In the past, if, during a path test of a BBU back-up power system, a component in series with the battery failed, the system connected to the back-up power system being tested could crash. (The irony of this should be appreciated, since one purpose of having such a back-up power system in the first place is to avoid a computer system crash in the event of a main power failure.) Computer system crashes are particularly troublesome since there is the risk of loss of valuable data, and because a considerable amount of time is often required to restart a computer system after a crash.

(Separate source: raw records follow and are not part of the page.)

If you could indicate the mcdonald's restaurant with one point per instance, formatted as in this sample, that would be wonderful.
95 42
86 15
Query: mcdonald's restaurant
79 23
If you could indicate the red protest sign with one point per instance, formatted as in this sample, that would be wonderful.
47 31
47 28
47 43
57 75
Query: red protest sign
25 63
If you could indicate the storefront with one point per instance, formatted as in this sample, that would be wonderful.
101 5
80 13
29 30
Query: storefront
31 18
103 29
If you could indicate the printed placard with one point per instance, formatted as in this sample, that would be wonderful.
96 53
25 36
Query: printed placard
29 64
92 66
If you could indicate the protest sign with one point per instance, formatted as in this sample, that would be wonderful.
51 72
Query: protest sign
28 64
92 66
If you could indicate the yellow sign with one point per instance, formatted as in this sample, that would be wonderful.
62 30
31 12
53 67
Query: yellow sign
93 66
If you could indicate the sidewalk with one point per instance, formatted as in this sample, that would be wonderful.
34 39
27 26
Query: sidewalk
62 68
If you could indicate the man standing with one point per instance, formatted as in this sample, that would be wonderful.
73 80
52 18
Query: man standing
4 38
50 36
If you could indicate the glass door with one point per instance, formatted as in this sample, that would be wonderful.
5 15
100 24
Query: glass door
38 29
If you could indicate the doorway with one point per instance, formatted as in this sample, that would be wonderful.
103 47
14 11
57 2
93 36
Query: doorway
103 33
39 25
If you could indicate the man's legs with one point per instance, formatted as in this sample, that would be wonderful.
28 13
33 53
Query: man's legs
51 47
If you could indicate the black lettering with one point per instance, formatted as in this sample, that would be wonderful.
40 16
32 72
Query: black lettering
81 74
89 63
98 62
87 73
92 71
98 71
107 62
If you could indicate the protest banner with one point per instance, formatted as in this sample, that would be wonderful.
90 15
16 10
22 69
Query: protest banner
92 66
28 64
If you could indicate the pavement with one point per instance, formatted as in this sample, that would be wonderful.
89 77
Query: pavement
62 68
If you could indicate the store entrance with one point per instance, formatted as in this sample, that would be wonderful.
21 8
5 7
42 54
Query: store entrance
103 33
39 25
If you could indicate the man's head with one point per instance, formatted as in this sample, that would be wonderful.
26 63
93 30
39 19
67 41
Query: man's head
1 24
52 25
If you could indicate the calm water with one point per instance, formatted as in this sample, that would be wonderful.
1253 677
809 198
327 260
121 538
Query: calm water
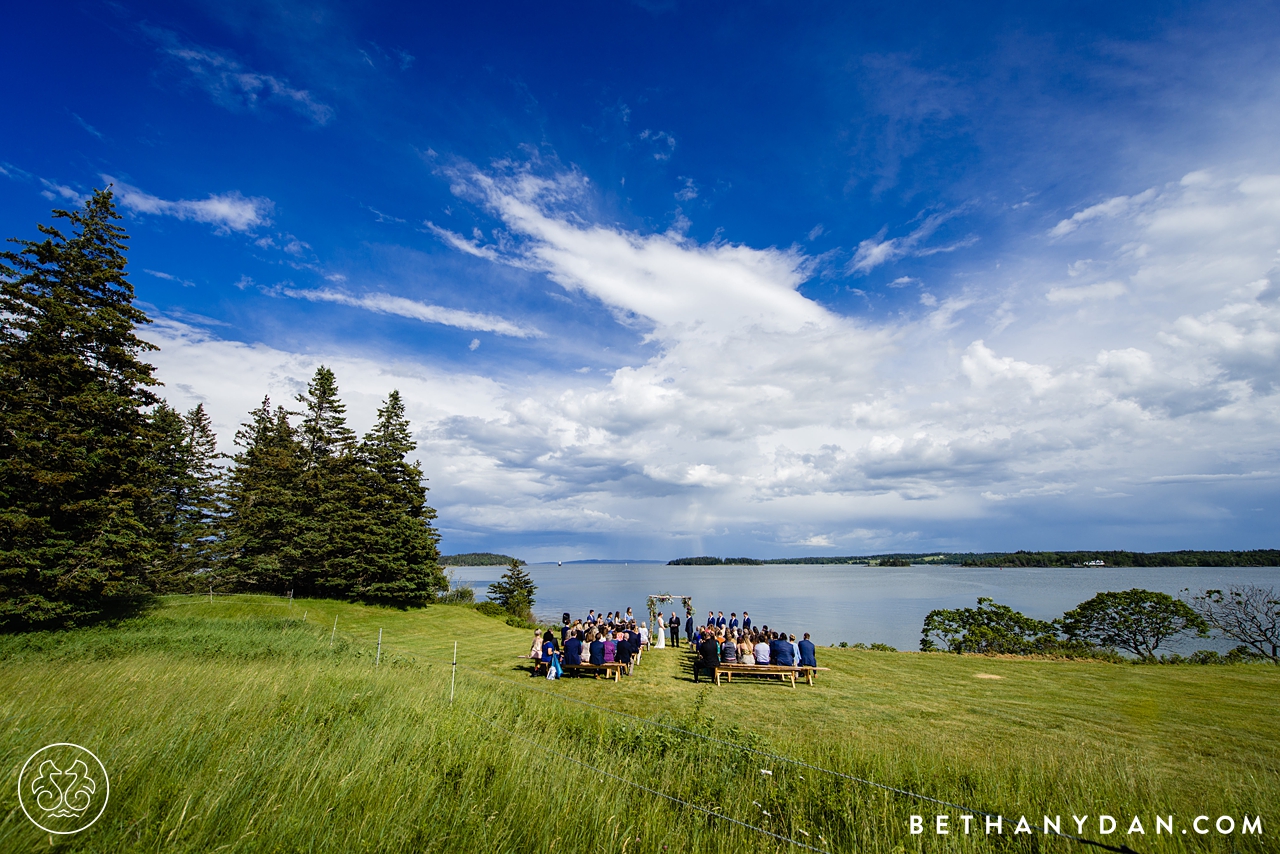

Further, since a fault in the back-up power system may develop at any time, even after the back-up power system passes a start-up test successfully, i.e., before the next test which would detect the fault, and since a main power system failure could occur at any time in the interim, frequent testing, and/or redundant systems, may be required to minimize such a possibility.
As can be readily appreciated, many other programmable (and other) systems besides computer systems could be adversely affected by a failure of a back-up power system during testing. Examples include video cassette recorders (VCR's) and television (TV) sets which may have to be reprogrammed after a loss of power.
The problem is, therefore, that a realistic test requires the load to be operated on the back-up power, but if the back-up power fails during the test, the system being backed-up might be adversely affected, e.g., crash. However, taking a system off-line to test the back-up power system can be costly and inefficient. Also, to minimize the possibility of a failure of the back-up power system in a real emergency, it should be tested as frequently as possible to detect faults in a timely manner.
For the above reasons, it would be desirable to be able to periodically test the back-up power system at any time, even while the backed-up system (computer) is performing critical operations, without risking a crash should the back-up power system fail during the testing.
Therefore, a need exists for a way to test a back-up power system at any time during operation of the equipment being backed-up. This requires eliminating the risk of adversely affecting the equipment being backed-up, such as crashing a computer system, for example, during the testing.
In particular, it is desirable to provide a back-up power system battery path test such that its implementation results in zero risk of affecting a system connected to the back-up power system.